Lawsuit seeks to overturn Chicago’s home-sharing ordinance

SHARE Lawsuit seeks to overturn Chicago’s home-sharing ordinance

Keep Chicago Livable, a group of current and former Airbnb hosts, is suing to block Chicago’s regulations on home-sharing. | Getty Images

Chicago crossed the line into the privacy of people’s homes — and violated constitutional protections — by imposing sweeping regulations governing Airbnb and other home-sharing services, a federal lawsuit contends.

Constitutional rights to “communicate freely and anonymously on the internet,” use your own property, be guaranteed due process and protected against illegal search and seizure are all trampled by the ordinance painstakingly negotiated by aides to Mayor Rahm Emanuel and approved by the City Council, Airbnb hosts contend.

The 73-page lawsuit was filed Friday by Keep Chicago Livable, a nonprofit formed by current and former Airbnb hosts. It ultimately seeks to overturn the mayor’s ordinance. While awaiting that ruling, it seeks an injunction barring the city from implementing the ordinance on Dec. 17.

“What this case is about is the sanctity of the home. The government’s ability to regulate stops at your front door.

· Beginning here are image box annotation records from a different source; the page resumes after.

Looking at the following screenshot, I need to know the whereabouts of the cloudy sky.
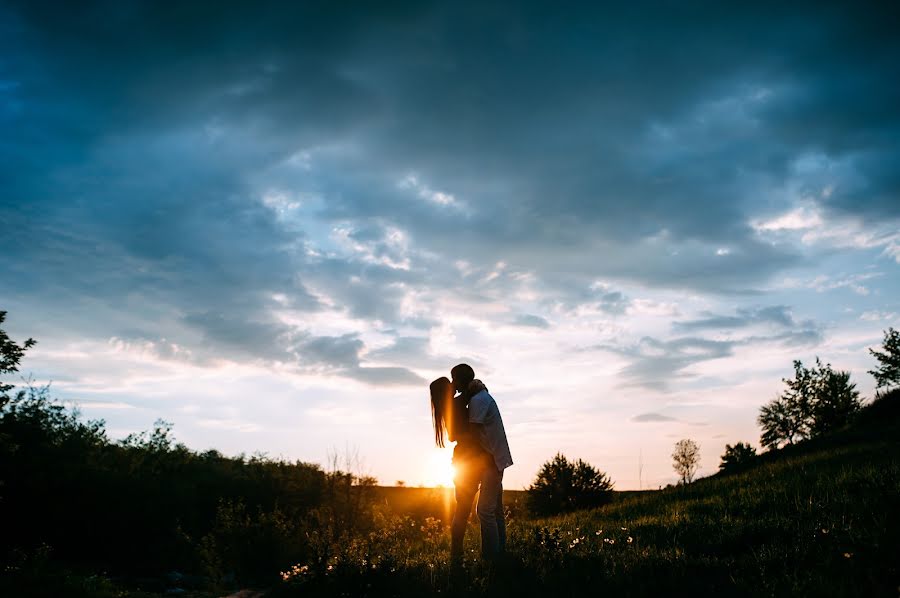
[0,0,900,489]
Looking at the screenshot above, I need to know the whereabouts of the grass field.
[272,393,900,596]
[0,391,900,598]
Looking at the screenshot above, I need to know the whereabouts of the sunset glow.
[0,2,900,490]
[423,449,454,488]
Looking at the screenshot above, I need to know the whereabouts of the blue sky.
[0,2,900,489]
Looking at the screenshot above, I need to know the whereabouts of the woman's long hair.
[429,377,453,448]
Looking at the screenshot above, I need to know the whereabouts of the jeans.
[450,461,481,561]
[475,463,506,561]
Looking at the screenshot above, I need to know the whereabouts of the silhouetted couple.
[431,363,512,566]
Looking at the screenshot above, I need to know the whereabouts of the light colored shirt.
[469,390,512,471]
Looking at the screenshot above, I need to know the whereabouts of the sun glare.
[425,449,453,488]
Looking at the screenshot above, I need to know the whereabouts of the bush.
[528,453,613,515]
[757,357,862,449]
[719,442,756,471]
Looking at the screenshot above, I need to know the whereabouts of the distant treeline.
[0,387,374,583]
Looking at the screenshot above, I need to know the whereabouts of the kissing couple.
[430,363,512,566]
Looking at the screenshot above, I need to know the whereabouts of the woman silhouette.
[430,377,490,564]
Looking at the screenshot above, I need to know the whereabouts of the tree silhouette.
[672,438,700,484]
[868,328,900,390]
[0,311,37,404]
[719,442,756,471]
[528,453,613,515]
[757,357,862,449]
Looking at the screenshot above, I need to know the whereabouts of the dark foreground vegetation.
[0,390,900,596]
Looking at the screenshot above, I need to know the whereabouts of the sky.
[0,0,900,490]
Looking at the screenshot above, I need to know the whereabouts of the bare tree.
[672,438,700,484]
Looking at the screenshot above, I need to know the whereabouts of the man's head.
[450,363,475,393]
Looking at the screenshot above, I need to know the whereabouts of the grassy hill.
[0,392,900,598]
[273,392,900,596]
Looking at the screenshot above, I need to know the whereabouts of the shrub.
[528,453,613,515]
[719,442,756,471]
[757,357,862,449]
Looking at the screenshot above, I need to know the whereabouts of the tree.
[528,453,613,515]
[672,438,700,484]
[757,357,862,449]
[868,328,900,390]
[0,311,37,405]
[719,442,756,471]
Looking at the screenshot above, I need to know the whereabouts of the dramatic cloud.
[631,413,678,423]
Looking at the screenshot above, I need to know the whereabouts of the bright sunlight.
[424,449,453,488]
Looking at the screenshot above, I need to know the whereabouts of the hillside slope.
[274,392,900,597]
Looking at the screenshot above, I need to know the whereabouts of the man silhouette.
[450,363,513,561]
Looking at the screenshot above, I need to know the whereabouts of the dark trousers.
[450,463,506,560]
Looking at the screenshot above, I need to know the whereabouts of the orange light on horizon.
[423,449,455,488]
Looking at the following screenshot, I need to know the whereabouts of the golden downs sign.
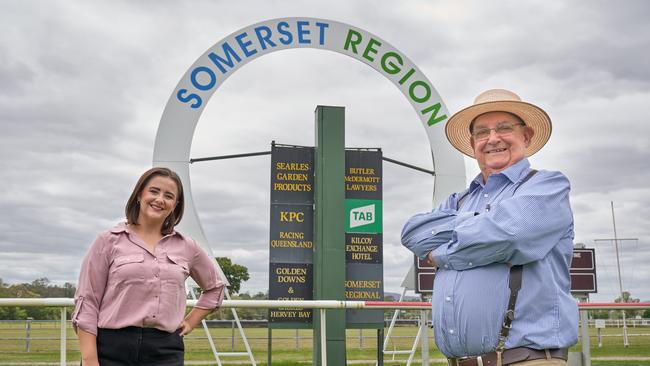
[269,144,314,327]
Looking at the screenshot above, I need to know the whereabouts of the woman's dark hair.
[124,167,185,235]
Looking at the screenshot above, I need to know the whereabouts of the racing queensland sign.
[345,149,384,327]
[269,145,314,327]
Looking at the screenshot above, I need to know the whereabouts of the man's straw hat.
[445,89,552,157]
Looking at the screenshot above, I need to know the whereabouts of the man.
[402,89,578,366]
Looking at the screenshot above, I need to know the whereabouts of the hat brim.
[445,101,553,158]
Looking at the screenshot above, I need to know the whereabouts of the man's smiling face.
[471,112,533,182]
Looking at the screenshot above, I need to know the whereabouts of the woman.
[72,168,224,366]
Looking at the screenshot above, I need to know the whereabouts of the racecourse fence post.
[25,318,33,352]
[60,307,68,366]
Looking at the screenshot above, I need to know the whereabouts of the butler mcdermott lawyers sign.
[345,149,384,326]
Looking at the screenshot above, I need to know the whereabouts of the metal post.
[580,310,591,366]
[266,326,273,366]
[320,309,327,366]
[610,201,630,347]
[377,327,384,366]
[230,320,235,351]
[359,328,363,349]
[420,310,429,366]
[60,307,68,366]
[313,106,347,366]
[25,318,33,352]
[598,328,603,348]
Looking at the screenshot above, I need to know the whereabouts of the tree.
[215,257,250,294]
[614,291,641,319]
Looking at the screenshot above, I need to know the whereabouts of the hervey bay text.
[176,18,447,126]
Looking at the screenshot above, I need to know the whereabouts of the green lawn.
[0,321,650,366]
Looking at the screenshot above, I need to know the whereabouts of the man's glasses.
[472,123,524,141]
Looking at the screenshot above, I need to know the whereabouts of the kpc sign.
[153,18,465,280]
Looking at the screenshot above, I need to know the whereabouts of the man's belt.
[448,347,569,366]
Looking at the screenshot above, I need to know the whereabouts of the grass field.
[0,321,650,366]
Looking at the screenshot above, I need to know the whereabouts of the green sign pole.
[313,106,347,366]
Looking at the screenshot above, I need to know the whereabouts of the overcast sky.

Chicagoans should not have to ask the government for permission to have sleepovers in their own homes,” said Shorge Kenneth Sato, an attorney representing Keep Chicago Livable.

“The law requires Airbnb to share with the government all information about its users in Chicago without a warrant, consent, or proof of any crime. Information about who they have as guests, where they live, how much they paid, how long they stayed. That’s illegal. Their privacy is violated. All that information is private. Government has no business knowing that.”

“This is a law that effectively bans an activity that brings in hundreds of millions of dollars to middle-class families and tens of millions in tax revenue, increases property values and reduces the vulnerability of Chicagoans to economic fluctuations. We want it overturned.”

The lawsuit is only 15 pages shorter than the ordinance itself. And that’s part of the problem, according to Keep Chicago Livable president Benjamin Thomas Wolf.

“It’s incredibly complex and nearly impossible to understand. . . . I have a Ph.D. and I don’t understand this law. Our attorney has been working in constitutional law for years and he doesn’t understand this law,” Wolf said Tuesday.

Wolf accused Chicago aldermen of over-reaching in a misguided attempt to “regulate the shared economy.”

“They’ve never been guests or hosts. They passed an enormously complex law about a system they don’t understand. We want some time to work with them in redrafting this ordinance. We’re not asking for money. We just want them to pay attention to what the city wants,” he said.

Law Department spokesman Bill McCaffrey said the Emanuel administration intends to “vigorously defend” the ordinance against legal arguments that “lack any merit.”

Airbnb spokesman Ben Breit said the home-sharing giant is “100 percent focused on educating” its hosts about the new rules and regulations.

Five months ago, the City Council voted 43 to 7 to impose sweeping regulations that pleased no one.

The vote came after months of debate on how to balance the interests of Airbnb hosts, who are thrilled with supplementing their incomes by booking spare rooms, with the concerns of neighbors disgusted by the the fraternity party rowdyism of some short-term renters.

The ordinance allows residents of individual voting precincts to ban Airbnb and its competitors from residential neighborhoods, using a petition process similar to the one used to vote precincts dry.

In hopes of avoiding a federal lawsuit, Emanuel also backed off his threat to hold Airbnb responsible for policing its home-sharing hosts.

Instead, the ordinance imposed a $60-per-unit fee to generate more than $200,000 a year for enforcement of the regulations. That’s in addition to a 4 percent surcharge on Airbnb and other home-sharing bookings and a $10,000 annual license for each of the web-based companies.

The ordinance also mandates bi-weekly registration reports to the city and includes a 24-hour hotline and a requirement that Airbnb develop a plan to address “quality-of-life concerns” that includes “removal of problem units” from the company’s home-sharing platform.

Those changes were not enough to satisfy Ald. Michele Smith (43rd), whose constituents have had it with “investors who push out tenants in favor of tourists.”

Smith, whose Lincoln Park ward is home to 500 Airbnb listings, accused the mayor of cowering to the demands of a “$25 billion bully.”

The new regulations had the grudging support of Airbnb, the industry leader that has seen its business model threatened by new regulations around the world.

On the day after the City Council vote, an Airbnb host warned that Emanuel had inadvertently set the stage for a “burglar’s paradise” by creating an online registry of home-sharing listings as part of his plan to tax and regulate Airbnb.

Airbnb host Tracy Thirion said would-be thieves could compare the addresses on the city’s registry to listings on Airbnb and other sites, find out when the houses will be vacant and see lavish pictures showing the merchandise available inside.